The Abandoned who lived on the flatland that Capitol Hill swallowed—like the Abandoned who lived around U Street, those who lived in the tenements around the industrial zone where developers built the city’s new baseball stadium, those who lived in the suddenly trendy neighborhood north of Massachusetts Avenue (inevitably called NoMa), those who lived in riot-scarred, now-revitalized Columbia Heights, and many others—have largely been pushed across the river. Everyone knows that “the river” in question is not the Potomac but the Anacostia.

Most of the millions of tourists who visit the nation’s capital probably have no idea that this remote part of the city even exists. People often refer to the whole area east of the river as “Anacostia,” but actually it’s a vast sector made up of many distinct neighborhoods—Congress Heights, Barry Farm, Deanwood. The small historic district that is properly called Anacostia is where the black abolitionist Frederick Douglass lived; his hilltop home is now a national historic site. The panorama from Douglass’s front door is one of the best in town, with the Capitol, the Washington Monument, and the rest of the city’s monumental core strewn at your feet; on the Fourth of July, it’s as if the fireworks are for you alone. Such to-die-for views will inevitably attract hordes of gentrifying pioneers to what is an incongruously beautiful ghetto—heavily wooded,
coursed with streams, dotted with parks—but so far the flow is a bare trickle. “East of the river” has always had pockets of Mainstream comfort, and they cling on. But it’s the poorest and blackest part of town. It’s where the Abandoned live.

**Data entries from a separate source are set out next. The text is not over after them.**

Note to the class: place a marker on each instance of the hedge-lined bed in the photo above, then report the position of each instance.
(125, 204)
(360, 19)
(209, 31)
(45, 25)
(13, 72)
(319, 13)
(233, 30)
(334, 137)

It wasn’t like that when I was growing up. Dorothy Fordham, a first cousin of my mother’s, lived in a tidy house just off Alabama Avenue. She had a pioneering career as an officer in the army—few black women had ever advanced so far—and her stories of exotic postings and intrigue-filled assignments were fascinating. Aunt Dorothy remained in that little house after she retired, and the neighborhood slowly sank around her. Longtime neighbors died or moved away, to be replaced by newcomers with less regard for niceties such as landscaping and maintenance. They were less neighborly, too: A few years ago, already past eighty, she was attacked and badly bitten by a pit bull whose careless owner lived down the street. Never the type to be pushed around, she held her ground until an incapacitating stroke forced her into an assisted-living facility. Now that she’s gone, what will happen to her immaculate house?

“Law and order” is very much an issue east of the river; people who are poor and black have always suffered disproportionately from violent crime, much of it committed by people who are black and poor. A popular pastime among young men who live in one big housing project is stealing cars—to go joy-riding around the city, to have drag races on a notorious strip of highway in Prince George’s County, or perhaps just as a way to pass the time. Drug dealing is seen as a regular form of commerce in some neighborhoods—not accepted but expected. East of the river is where most of the city’s handgun shootings and murders occur, frequently as a result of longstanding
feuds between “crews”—that’s the word local authorities use to avoid calling them gangs, because acknowledging a gang problem would mean having to do something about it. The crews are based in different neighborhoods, to which they are fiercely loyal. Often the bullets fly during battles over drug turf, but sometimes it’s just because some guys from, say, Barry Farm were seen promenading around Congress Heights in a way that somehow conveyed disrespect. The origins of such territorial disputes are lost in the mists of time, but they are important enough that schoolteachers have to know which kids live where, so they can arrange their classroom seating in a way most likely to minimize conflict.